You can access your SHA-1 in the debug keystore.

Note that the .android folder is hidden so you will not be able to see it in Finder or Windows Explorer.

Open a terminal (Command Prompt on Windows) and issue the following command (changing ~/.android.debug.keystore to the appropriate path for your OS):

keytool -list -v -keystore ~/.android/debug.keystore -alias androiddebugkey -storepass android -keypass android

You’ll should see output like this:

If you look closely, you’ll see a line that reads ‘Certificate fingerprints’, followed by a number of different ones. Take note of the SHA1. In this screenshot, you can see that my SHA1 is:

04:55:2F:18:EC:27:44:D5:83:EC:AF:3D:02:D7:5B:1C:5E:77:88:42

Take note of yours, you’ll will need it in the next step.

Configure your Consent Screen

In the developer's console, select the ‘Consent screen’ link in the APIs & auth section.

You'll see a screen where you specify details about your product to form a consent screen. You must provide your email address and Product name. Everything else is optional. An example of a consent screen is shown on the right hand side. You’re probably familiar with seeing these if you’ve run any Android apps on your phone that require user permissions, and signin is no exception.

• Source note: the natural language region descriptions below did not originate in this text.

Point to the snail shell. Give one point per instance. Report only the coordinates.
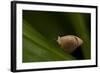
(69, 43)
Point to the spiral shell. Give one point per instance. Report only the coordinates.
(69, 43)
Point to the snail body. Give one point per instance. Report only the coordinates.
(69, 43)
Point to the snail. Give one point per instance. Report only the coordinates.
(69, 43)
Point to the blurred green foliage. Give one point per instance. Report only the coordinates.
(40, 32)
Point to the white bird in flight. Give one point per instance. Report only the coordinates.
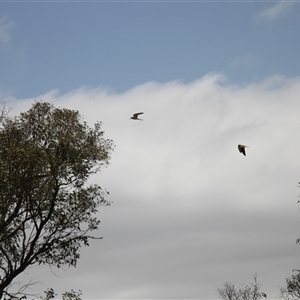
(135, 116)
(242, 149)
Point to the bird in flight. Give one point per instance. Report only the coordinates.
(242, 149)
(136, 116)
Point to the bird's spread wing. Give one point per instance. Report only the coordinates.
(137, 114)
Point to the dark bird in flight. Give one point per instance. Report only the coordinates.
(242, 149)
(136, 116)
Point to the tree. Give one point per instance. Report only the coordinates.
(47, 208)
(248, 292)
(292, 288)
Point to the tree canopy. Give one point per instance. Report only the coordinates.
(48, 209)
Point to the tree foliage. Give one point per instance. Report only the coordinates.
(47, 209)
(248, 292)
(292, 288)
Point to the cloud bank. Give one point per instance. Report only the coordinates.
(275, 11)
(189, 211)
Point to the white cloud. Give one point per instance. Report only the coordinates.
(275, 11)
(190, 212)
(6, 26)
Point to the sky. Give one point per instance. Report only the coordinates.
(189, 211)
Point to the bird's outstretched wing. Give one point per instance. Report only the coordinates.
(137, 114)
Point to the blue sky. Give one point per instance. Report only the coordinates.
(119, 45)
(189, 211)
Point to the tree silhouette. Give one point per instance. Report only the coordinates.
(248, 292)
(47, 208)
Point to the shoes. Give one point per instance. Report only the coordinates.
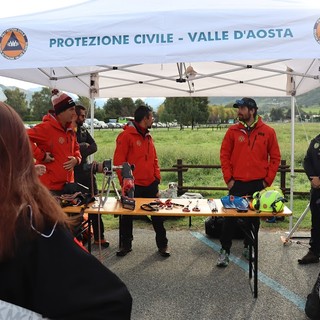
(245, 253)
(164, 252)
(123, 252)
(223, 259)
(310, 257)
(103, 243)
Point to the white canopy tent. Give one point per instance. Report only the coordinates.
(168, 48)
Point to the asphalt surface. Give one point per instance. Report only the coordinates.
(188, 285)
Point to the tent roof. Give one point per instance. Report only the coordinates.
(143, 49)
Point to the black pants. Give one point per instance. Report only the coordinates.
(126, 221)
(240, 189)
(315, 221)
(85, 178)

When you’re done, press the ‘Save’ button at the bottom of the screen.

Configure your Credentials.

Now that you have the SHA1 key, and the consent screen is configured, it’s time to create your credentials.

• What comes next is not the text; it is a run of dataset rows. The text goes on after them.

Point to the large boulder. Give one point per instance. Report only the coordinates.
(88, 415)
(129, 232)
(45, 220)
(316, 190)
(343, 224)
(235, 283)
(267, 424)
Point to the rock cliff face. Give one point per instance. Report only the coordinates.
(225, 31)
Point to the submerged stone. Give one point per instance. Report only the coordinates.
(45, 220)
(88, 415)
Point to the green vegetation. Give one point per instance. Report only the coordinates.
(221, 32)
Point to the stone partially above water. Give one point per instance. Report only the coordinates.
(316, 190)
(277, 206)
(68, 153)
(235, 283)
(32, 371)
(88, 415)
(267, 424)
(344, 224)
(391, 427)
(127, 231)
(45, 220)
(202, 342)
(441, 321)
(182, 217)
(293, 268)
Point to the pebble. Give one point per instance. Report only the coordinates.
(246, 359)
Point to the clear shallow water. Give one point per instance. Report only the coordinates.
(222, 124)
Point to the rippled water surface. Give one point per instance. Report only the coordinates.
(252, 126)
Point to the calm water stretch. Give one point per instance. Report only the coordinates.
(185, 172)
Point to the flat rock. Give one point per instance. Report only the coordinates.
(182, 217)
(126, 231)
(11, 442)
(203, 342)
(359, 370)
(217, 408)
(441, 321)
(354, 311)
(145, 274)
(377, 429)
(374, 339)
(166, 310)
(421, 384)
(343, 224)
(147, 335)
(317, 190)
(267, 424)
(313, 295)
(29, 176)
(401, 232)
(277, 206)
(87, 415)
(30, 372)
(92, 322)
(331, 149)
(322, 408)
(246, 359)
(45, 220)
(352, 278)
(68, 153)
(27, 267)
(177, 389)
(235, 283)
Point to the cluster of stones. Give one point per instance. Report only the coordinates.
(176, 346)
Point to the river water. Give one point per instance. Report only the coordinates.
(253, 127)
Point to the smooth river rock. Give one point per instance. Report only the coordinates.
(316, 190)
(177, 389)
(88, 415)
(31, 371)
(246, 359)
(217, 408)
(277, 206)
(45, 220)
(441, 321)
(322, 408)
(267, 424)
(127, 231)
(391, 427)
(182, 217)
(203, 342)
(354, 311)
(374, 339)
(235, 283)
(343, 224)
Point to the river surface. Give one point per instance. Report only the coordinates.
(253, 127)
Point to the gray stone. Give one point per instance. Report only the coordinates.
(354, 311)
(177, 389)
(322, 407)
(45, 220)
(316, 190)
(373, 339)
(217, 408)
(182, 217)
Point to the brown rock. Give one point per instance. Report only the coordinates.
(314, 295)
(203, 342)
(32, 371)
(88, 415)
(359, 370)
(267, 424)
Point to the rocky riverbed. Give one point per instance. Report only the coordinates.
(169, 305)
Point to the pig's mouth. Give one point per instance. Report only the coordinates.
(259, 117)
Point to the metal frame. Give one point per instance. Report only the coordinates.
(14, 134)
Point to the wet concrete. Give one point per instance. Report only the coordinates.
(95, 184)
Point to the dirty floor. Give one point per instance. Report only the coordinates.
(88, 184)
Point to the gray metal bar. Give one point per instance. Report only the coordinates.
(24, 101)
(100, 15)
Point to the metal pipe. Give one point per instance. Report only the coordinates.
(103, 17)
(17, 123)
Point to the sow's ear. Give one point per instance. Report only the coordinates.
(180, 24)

Select the ‘Credentials’ link on the left.

You’ll see a screen asking you to pick either OAuth or Public API Access.

Under OAuth, select ‘Create new Client ID’.

A screen will pop up, asking if you want a Web application, Service account or Installed application.

Choose ‘Installed Application’, and choose ‘Android’. Enter the Package name you will be using in your app. You'll be creating a new project so it can be whatever you like, such as com.yourname.codelab1. (You'll need to remember it when you create your project later.)

Add the SHA1 you got earlier. You can leave Deep Linking Disabled.

Important: Remember the package name you entered. You’ll need it later, because it has to match the package name of your app.

Here’s an example:

Click Create Client ID, and after a few moments you’ll be taken back to the credential screen, and the Client ID will be ready.

You’re now ready to begin coding your app!

In this step you’ll create the basic skeleton of an app that you’ll fill in later by adding the sign in code.

Create the new App

Open Android Studio.  When you launch Android Studio, you’ll see an option to ‘Start a new Android Studio project’. Select this. You’ll see the ‘New Project’ dialog. Enter the details for your app.

Press Next, and you’ll get a screen asking to ‘Target Android Devices’. Accept the default here, and press Next to the next screen.

You’ll see ‘Add an activity to Mobile’ dialog. Ensure that you select ‘Blank Activity’ here.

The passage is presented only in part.